Everything looks stunning. except the background. Only one side is covered wit the bark background and the other side has those ugly plastic plants. You should go to your local reptile supply and cover the whole background with something like this.


----------



## cueball (May 24, 2005)

good idea i might check out bigalsonline.com tonight


----------



## rchan11 (May 6, 2004)

Nice setup!


----------



## Big-Kev (Mar 29, 2008)

The fogger gives it a realy cool look.


----------



## cueball (May 24, 2005)

i am in the works of a custom back ground using aquarium friendly glue peat moss and i am going to the mill to get some old dried up knots they sawed of the trees i well find something bark encrusted and cool,, then after i get my sh*t i well be getting a peace of stiff plex-o glass that well fit the tank,,then ill smoke a dubbie and come up with a plan... this is great everything seems to be growing well i have 3 kinds of ivy in there, and a fern thats its re-growth is outrageous ,,{ i had two frogs but one died last night} it was my fault something dum was on my fingers " a weird sent" when i picked him out a cricket and he must have got poisoned off it.
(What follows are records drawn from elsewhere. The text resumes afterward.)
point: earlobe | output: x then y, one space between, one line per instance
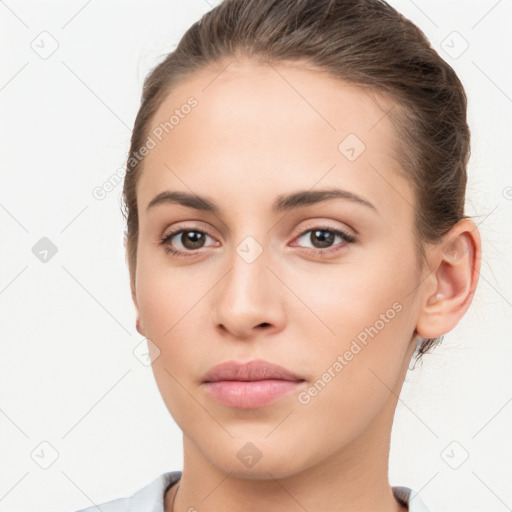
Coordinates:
455 276
138 323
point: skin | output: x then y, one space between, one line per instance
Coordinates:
251 138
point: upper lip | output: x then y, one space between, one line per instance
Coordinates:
249 371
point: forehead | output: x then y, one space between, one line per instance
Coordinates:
284 125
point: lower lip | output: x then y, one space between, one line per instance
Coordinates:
250 394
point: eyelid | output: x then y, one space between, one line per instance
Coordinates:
311 226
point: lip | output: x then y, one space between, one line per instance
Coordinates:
249 385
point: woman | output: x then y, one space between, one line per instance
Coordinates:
295 236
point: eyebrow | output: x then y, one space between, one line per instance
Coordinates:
282 203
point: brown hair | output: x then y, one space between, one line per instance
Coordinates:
365 42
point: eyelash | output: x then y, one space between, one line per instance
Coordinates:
347 239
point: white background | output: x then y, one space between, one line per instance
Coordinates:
68 374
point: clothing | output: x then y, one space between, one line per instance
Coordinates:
151 497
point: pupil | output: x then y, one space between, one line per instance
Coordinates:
192 239
323 239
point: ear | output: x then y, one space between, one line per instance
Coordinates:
449 289
138 323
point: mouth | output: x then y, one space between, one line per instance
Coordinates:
250 385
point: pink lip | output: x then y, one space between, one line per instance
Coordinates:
250 385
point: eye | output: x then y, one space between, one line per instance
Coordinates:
190 240
322 239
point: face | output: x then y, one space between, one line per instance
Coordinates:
273 265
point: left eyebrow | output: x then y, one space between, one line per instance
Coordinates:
287 202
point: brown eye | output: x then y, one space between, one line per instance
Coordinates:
324 238
192 239
183 241
321 238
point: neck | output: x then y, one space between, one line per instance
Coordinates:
352 478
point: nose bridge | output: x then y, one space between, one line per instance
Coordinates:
248 298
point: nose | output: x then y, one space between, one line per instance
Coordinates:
249 299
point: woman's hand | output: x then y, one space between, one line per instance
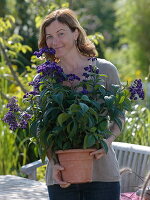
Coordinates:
58 177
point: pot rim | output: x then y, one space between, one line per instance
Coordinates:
75 150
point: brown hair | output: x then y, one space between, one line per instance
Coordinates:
68 17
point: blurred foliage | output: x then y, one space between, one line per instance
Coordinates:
133 25
137 127
119 30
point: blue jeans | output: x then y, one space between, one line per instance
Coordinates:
86 191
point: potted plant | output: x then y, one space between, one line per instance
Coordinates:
66 113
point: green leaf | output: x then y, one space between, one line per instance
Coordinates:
103 125
104 145
73 131
85 98
58 98
122 99
84 107
96 104
33 128
74 108
102 90
62 118
89 140
118 122
109 100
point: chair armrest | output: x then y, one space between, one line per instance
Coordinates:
30 169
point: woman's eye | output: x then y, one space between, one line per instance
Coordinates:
49 37
61 34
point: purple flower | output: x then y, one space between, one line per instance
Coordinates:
89 68
72 77
44 50
31 93
136 90
26 116
97 71
12 105
84 91
86 75
92 58
10 119
23 124
36 83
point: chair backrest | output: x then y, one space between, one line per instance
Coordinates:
137 158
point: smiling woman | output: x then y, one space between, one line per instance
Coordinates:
75 53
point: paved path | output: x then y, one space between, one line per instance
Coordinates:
18 188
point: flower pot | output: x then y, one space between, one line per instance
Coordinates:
78 165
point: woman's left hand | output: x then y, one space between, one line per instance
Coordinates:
98 153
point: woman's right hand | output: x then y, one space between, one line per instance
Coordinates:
58 177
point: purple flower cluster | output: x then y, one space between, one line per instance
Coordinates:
136 90
84 91
31 93
90 68
14 117
72 77
10 119
44 50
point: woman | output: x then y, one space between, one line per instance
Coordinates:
61 31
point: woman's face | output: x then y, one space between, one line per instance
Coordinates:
61 38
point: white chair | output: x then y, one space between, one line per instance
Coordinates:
137 158
133 156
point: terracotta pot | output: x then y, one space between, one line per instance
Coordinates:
78 165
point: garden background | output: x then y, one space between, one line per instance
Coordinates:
120 30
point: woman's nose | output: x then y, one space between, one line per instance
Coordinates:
55 42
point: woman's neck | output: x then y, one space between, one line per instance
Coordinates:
73 63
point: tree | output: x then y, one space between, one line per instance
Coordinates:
133 25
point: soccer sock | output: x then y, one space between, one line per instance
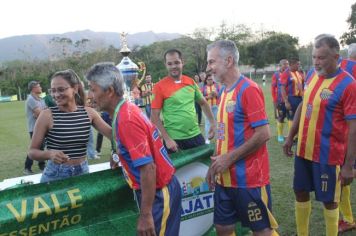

O well i guess i cant cry over spilled milk i only have a 20g so maybe i was better off with one frog anyways.

hey maybe i could make some mini planters out of fish food containers and glue drill them to the plex
i have bits that wont crack the glass.


----------



## cueball (May 24, 2005)

Is this the right back ground to order from bigals..?








maybe i should not waste my time making one from scratch and order this one.


----------



## Wide_Eyed_Wanderer (Aug 22, 2006)

^ Yeah I wouldn't waste time either making one, since it isnt too much money to buy a ready made and safe one.


----------



## cueball (May 24, 2005)

the only downer on back grounds is it takes up so much tank space,, to me 2-3 inchs is 2-3 inchs lost no mater if it makes the tank look better or not, over all i think ive done good setting up my frog tank my biggest find was the 1x1/12 sheet of wild moss i found by a stream its got about 5 other different kinds of plants and stuff it seems to never stop blooming it really brought my tank to life,,what can i say i got a green thumb


----------



## bobme (Feb 17, 2003)

nice frogs, and nice tank also!


----------